Durable Goods Report Optimistic, But Analysts Remain Pessimistic On Economic Outlook

According to the Census Bureau report, new orders were up 3.4 percent, and most other markers were positive, but some still worry.

WASHINGTON, D.C.- In March, new orders for manufactured durable goods increased 3.4 percent to $214.9 billion, according to a report released by the U.S. Census Bureau on Wednesday.

(For more information, click here.)

After decreasing for the past two months, shipments increased 0.8 percent in March to $207.8 billion.

Unfilled orders, which had increased 22 of the past 23 months, rose again in March, moving up 1.8 percent to $717 billion. This increase marks the highest level since 1992.

Inventories continued a 13-month trend and increased 0.3 percent in March to $298.8 billion.

Nondefense new orders for capital goods were up 11.7 percent to $80.2 billion. Defense new orders for capital goods dropped 22.4 percent to $6.3 billion.
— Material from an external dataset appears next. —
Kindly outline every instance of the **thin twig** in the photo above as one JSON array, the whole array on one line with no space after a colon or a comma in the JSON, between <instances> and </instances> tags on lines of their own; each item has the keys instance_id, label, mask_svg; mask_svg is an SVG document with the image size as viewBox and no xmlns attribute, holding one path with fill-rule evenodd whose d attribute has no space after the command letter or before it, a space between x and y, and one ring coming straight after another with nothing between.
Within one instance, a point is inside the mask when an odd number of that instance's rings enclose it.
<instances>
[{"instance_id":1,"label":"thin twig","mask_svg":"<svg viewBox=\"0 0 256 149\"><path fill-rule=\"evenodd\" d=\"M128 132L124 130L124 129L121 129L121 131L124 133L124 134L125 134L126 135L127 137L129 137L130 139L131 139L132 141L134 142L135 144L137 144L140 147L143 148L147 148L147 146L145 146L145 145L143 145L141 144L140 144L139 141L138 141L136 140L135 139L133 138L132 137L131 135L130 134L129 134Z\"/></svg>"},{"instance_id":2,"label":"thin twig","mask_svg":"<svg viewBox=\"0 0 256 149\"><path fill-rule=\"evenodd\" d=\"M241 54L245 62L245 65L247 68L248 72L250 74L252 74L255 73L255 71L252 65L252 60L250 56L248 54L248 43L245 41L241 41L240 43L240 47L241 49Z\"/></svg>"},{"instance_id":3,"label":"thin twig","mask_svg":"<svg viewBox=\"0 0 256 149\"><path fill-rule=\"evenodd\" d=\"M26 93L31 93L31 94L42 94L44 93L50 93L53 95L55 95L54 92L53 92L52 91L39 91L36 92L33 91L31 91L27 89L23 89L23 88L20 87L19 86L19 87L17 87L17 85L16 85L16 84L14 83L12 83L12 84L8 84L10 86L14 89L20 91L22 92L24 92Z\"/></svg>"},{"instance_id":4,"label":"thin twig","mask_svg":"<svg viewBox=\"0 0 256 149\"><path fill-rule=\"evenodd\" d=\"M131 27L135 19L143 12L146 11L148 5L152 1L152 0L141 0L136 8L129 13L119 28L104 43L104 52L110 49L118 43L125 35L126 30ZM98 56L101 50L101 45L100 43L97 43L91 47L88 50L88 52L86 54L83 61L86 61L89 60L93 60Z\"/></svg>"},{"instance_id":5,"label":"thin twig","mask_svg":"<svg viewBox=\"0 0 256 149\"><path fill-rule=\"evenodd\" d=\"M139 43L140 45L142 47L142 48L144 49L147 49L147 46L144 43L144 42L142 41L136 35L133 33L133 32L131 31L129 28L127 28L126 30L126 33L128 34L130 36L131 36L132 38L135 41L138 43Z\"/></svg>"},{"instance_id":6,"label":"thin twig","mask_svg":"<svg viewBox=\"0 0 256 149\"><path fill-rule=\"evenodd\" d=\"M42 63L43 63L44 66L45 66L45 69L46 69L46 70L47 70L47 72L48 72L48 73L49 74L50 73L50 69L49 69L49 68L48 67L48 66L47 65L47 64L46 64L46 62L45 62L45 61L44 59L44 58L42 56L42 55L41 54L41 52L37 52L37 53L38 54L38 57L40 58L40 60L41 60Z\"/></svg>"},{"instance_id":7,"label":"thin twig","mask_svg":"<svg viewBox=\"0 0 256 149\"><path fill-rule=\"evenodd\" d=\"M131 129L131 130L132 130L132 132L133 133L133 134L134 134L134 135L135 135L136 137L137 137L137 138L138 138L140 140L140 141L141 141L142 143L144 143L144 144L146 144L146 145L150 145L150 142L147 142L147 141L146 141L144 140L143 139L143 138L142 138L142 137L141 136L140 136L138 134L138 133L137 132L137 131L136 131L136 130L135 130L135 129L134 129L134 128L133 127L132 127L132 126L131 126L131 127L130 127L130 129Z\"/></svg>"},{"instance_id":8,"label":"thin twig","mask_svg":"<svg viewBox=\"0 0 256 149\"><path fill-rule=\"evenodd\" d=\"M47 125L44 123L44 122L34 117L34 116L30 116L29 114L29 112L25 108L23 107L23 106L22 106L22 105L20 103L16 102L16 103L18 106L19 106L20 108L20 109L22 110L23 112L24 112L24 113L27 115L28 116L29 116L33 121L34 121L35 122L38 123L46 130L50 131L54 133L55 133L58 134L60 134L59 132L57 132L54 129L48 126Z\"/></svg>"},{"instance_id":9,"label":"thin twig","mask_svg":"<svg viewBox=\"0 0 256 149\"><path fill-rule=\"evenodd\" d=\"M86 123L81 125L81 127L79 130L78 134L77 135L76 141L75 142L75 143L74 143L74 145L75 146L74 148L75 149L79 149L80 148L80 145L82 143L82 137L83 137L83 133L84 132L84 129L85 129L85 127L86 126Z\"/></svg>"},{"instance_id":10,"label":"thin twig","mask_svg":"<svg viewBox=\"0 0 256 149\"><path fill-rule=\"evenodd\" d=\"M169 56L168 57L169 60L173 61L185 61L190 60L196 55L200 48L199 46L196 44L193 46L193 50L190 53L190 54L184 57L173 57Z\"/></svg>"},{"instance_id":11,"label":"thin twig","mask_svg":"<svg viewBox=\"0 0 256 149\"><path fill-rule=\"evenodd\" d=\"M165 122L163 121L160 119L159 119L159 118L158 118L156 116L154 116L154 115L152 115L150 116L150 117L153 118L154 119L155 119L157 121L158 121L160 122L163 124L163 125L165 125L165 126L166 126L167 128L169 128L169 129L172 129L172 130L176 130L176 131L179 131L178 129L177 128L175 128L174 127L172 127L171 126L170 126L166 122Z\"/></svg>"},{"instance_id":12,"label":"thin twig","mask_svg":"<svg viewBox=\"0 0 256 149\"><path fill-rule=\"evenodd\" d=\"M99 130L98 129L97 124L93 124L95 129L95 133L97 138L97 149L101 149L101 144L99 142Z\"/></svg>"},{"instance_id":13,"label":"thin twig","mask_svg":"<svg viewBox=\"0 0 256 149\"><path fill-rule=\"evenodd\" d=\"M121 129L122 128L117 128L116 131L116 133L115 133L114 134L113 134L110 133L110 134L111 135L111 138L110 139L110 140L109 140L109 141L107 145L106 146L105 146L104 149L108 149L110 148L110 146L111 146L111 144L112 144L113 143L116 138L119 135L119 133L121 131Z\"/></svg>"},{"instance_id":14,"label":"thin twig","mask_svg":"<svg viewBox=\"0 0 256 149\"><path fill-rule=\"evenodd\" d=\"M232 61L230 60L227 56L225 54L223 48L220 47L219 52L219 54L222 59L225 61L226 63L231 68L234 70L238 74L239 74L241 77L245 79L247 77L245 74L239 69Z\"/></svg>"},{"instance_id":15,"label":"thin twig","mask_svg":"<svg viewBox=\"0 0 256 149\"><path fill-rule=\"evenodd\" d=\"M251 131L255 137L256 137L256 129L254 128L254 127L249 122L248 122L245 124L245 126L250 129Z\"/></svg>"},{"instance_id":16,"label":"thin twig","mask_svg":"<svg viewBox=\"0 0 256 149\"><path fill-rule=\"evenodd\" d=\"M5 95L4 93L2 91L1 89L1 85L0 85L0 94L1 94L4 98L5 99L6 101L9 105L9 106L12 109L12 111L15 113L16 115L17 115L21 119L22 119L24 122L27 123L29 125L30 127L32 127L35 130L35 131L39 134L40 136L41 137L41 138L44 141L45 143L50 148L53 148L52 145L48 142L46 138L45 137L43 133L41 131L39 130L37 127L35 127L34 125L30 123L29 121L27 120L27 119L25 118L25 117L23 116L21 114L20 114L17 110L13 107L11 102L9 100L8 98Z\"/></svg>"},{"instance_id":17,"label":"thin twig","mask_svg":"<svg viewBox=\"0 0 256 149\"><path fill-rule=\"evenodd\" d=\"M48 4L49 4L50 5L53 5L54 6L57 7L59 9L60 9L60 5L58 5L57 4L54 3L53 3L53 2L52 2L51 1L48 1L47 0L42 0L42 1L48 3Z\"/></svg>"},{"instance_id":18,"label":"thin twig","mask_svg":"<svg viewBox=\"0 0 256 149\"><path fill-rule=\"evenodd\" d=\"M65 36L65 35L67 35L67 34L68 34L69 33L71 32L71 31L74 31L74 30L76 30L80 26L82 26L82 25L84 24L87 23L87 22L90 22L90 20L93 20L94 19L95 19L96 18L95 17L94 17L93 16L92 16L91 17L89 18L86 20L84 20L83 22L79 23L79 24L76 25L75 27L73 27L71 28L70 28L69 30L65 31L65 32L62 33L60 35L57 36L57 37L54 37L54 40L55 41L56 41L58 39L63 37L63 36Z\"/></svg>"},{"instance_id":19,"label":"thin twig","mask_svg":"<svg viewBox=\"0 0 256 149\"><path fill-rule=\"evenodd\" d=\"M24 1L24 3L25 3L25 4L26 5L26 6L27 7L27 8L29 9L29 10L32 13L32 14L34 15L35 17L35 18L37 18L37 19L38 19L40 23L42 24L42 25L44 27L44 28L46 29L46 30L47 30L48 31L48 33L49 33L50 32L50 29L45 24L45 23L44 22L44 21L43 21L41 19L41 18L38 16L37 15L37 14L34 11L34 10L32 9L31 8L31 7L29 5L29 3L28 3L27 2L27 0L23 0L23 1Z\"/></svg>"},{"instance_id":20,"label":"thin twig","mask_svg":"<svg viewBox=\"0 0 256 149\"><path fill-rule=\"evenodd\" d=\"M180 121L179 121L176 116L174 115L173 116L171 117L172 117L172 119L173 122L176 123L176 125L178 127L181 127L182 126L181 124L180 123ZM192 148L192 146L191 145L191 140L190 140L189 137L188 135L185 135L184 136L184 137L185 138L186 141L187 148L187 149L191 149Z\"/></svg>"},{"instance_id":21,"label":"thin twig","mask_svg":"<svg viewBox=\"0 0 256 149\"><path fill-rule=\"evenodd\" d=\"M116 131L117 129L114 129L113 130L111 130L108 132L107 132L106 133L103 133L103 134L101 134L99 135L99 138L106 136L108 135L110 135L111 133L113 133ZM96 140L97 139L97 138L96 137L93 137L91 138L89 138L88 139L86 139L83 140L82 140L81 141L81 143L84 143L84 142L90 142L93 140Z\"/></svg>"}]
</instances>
 “The significant bounce back in business equipment spending evidenced in the durable goods report is more a function of the volatility inherent in these data than a clear sign that business confidence in the economy has stabilized enough to allow capital spending to resume a healthy growth trajectory after weakening considerably in the latter months of 2006,” said Cliff Waldman, Economist for the Manufacturers Alliance/MAPI.  “The general economic outlook remains precarious.  Weather-related volatility aside, there is mounting evidence that the housing slump is worsening.  And while consumer spending has been supported by moderately strong job growth, the continuation of sluggish GDP growth puts the labor market at risk, as well. 

“Healthy export demand should allow for continued expansion in the factory sector, albeit at a subdued pace,” he added.  “But the outlook for the domestic U.S. economy remains a considerable question mark.”